In conclusion, by comparing with DPMarkov and DPRNN, experiments show that DTG performs better under the same privacy budgets in most cases. DTG has the advantage of extracting the temporal and spatial relationship of trajectory data.
6. Conclusion
This paper presents DTG. It is a trajectory generation model with high privacy and high availability by combining differential privacy and deep learning. In DTG, we first normalize the original trajectory dataset by sampling with the same interval. Second, we transform the spatial coordinates to grid identifiers by partitioning the geospatial space with the private hierarchical adaptive grid model. This model is densityaware and protects the privacy of the dataset’s spatial correlation by the Laplace mechanism. Third, DTG adopts the differentially private gradient descent algorithm to protect the privacy of the dataset’s temporal correlation by perturbing gradients. We experimentally compare DTG with the stateoftheart approaches in trajectory generation taking four metrics, and DTG has a better performance in the process of generating synthetic trajectories.

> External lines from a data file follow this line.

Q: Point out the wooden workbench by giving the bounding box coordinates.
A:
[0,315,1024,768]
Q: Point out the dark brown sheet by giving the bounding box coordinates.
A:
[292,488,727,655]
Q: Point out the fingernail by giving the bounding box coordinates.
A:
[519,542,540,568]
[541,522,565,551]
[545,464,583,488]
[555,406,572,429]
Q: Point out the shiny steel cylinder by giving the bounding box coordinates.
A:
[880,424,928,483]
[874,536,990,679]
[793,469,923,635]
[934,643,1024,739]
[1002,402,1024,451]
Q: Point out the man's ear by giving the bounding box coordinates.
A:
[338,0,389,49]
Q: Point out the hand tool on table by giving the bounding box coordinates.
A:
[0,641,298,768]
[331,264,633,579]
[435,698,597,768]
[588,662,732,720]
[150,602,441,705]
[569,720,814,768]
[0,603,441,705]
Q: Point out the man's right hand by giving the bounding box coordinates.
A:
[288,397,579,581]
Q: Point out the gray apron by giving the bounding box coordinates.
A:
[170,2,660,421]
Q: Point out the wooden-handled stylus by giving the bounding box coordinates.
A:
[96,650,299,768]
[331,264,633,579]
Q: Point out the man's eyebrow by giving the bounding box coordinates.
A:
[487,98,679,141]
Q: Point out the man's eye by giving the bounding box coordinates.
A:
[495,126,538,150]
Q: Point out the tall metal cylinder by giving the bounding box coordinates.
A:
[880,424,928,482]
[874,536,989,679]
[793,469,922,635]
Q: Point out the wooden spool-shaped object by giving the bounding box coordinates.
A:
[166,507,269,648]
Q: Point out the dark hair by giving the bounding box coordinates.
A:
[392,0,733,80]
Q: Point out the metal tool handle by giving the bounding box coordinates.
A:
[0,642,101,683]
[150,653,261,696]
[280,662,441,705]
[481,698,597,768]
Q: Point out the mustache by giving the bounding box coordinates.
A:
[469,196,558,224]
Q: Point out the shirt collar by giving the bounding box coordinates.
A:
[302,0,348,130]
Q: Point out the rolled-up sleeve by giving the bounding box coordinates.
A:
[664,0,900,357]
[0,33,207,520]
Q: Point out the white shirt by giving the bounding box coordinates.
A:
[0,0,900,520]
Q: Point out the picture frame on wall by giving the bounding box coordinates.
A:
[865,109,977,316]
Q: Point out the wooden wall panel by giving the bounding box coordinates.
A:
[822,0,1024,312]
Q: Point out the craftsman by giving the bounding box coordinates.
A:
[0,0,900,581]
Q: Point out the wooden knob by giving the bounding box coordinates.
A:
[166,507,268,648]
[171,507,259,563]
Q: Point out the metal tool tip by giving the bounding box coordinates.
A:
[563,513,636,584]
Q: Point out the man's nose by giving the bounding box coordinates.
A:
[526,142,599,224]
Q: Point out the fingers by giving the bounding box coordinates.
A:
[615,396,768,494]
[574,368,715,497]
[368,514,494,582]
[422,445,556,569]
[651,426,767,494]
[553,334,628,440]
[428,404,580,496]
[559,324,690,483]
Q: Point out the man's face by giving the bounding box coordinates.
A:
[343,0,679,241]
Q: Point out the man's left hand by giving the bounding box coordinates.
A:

In the field of trajectory synthesis, we plan to expand in the following aspects in the future: (i) more suitable deep learning models for trajectory generation to better model human mobility patterns, especially in terms of stopping points, etc; (ii) more efficient privacy allocation mechanisms to improve generated data availability; (iii) enhanced grid method to solve the problem of data sparseness.
Data Availability
The experiment data used to support the findings of this study are included in the article.
Conflicts of Interest
The authors declare that they have no conflicts of interest.
Acknowledgments
This work was supported by the National Natural Science Foundation of China (NSFC), Nos. 61941114, 61872836, 62001055, and 61802025.